抄録
【目的】脊髄損傷者において車いす座位は日常長時間行う姿勢である。したがって車いす上での除圧は合併症である褥瘡を予防する上で重要である。臨床的にはその方法はいくつか指導されているが効果に関しての客観的な研究は少ない。今回車いす上にて4種類の除圧姿勢での坐骨部座面圧力値(以下座圧とする)を測定し、その効果を検討したので報告する。
【方法】対象は当センター入院中の慢性期脊髄損傷者12名(頸髄損傷者3名、胸・腰髄損傷者9名、女性7名、男性5名)である。方法は脊髄損傷者に自然な車いす上座位および4つの除圧姿勢を指示し、坐骨部の圧力を測定した。基本姿勢は両上肢を膝の上にのせた車いす上座位(以下基本座位とする)である。除圧姿勢は1.車いすのフレームの下方に手部が届くよう上体を前方に倒し、体重を前方に移動させる姿勢(以下前屈位とする)、2.一側上肢を左アームレストまたは左駆動輪におき、上体を側方に倒して体重を側方移動させる姿勢(以下側屈位とする)、3.車いすの握り手に一側上肢(左)を引っかけ上体を後側方に倒した姿勢(以下引っかけ位とする)、4.車いす座位のまま介助者にて車いす自体を35度後方に倒した姿勢(以下後方傾斜位とする)である。計測には、ニッタ(株)製圧力計測装置Teskcan Pressure Measurement Systemを使用した。この装置のセンサ部である49cm×59cmのBIG-MATシートでは同時に2,064点の圧力が計測できる。得られた圧力に関するデーターから左右坐骨結節部の座面最高圧力値を算出した。なおセンサのクリープの影響を考慮し、着座後1分間後に圧力計測を行った。
【結果】基本座位では右坐骨部圧力150.0±77.7mmHg、左坐骨部圧力152.0±70.9mmHgであった。前屈位では右坐骨部圧力47.8±42.1mmHg、左坐骨部圧力48.0±29.6mmHgであった。側屈位では右坐骨部圧力59.8±23.1mmHg、左坐骨部圧力97.9±52.2mmHgであった。引っかけ位では右坐骨部圧力134.7±62.5mmHg、左坐骨部圧力124.5±38.5mmHgであった。後方傾斜位では右坐骨部圧力120.7±70.7mmHg、左坐骨部圧力124.6±58.6mmHgであった。

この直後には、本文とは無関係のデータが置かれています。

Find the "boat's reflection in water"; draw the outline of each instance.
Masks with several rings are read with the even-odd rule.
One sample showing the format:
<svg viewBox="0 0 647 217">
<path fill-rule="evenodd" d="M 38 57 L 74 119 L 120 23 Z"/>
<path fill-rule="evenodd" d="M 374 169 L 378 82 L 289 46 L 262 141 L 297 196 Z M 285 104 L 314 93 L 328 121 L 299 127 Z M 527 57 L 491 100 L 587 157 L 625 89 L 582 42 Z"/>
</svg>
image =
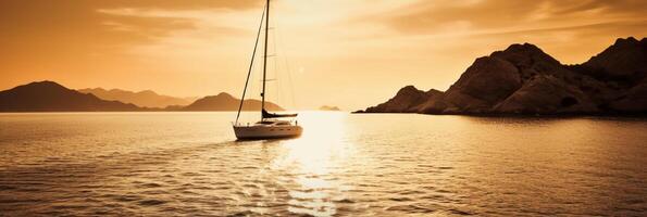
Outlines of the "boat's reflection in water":
<svg viewBox="0 0 647 217">
<path fill-rule="evenodd" d="M 352 152 L 352 144 L 343 138 L 345 117 L 306 113 L 299 119 L 304 129 L 301 137 L 269 141 L 281 149 L 271 168 L 287 171 L 287 176 L 277 178 L 295 184 L 288 190 L 288 212 L 329 216 L 336 213 L 335 202 L 346 200 L 344 191 L 350 187 L 335 174 Z"/>
</svg>

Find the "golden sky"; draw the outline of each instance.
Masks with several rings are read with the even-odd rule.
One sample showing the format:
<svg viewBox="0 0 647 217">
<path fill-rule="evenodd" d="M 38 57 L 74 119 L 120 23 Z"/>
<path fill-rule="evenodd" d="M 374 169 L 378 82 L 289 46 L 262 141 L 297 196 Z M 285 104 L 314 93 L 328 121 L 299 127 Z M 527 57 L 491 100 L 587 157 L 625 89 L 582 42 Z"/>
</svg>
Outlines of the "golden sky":
<svg viewBox="0 0 647 217">
<path fill-rule="evenodd" d="M 239 95 L 263 3 L 2 0 L 0 89 L 48 79 Z M 363 108 L 406 85 L 445 90 L 474 59 L 519 42 L 581 63 L 615 38 L 645 37 L 645 0 L 274 0 L 272 68 L 282 73 L 270 77 L 284 91 L 269 97 L 294 89 L 294 103 L 273 101 Z"/>
</svg>

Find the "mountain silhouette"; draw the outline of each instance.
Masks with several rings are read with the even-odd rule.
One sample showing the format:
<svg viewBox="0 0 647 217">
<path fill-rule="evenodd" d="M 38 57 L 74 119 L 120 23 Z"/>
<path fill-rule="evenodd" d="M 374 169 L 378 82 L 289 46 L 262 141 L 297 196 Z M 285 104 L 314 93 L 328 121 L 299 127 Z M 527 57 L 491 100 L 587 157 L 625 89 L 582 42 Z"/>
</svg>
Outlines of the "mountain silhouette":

【考察】基本座位と4種類の除圧姿勢において左右坐骨部圧力をT-検定にて比較したところ左右共に前屈位との間に、右坐骨部圧力において側屈位との間に危険率1%で有意差がみられた。また、左坐骨部圧力において側屈位との間に危険率5%で有意差がみられた。臨床的には車いす上の除圧姿勢はプッシュアップ以外には体幹の前屈・側屈・後方傾斜などが指導される。特に頸髄損傷者の場合、座位バランスも考慮され引っかけ位が指導される場合も多い。今回、左右坐骨部圧力にて前屈位と側屈位にて有意差が見られた。しかし側方に体幹を傾ける引っかけ位において有意差は見られず、除圧には体幹の傾斜角が大きく関与していると思われる。よって、坐骨部圧力の観点からすると臨床での除圧姿勢は前屈位と左右側屈位を指導することが望ましいと考える。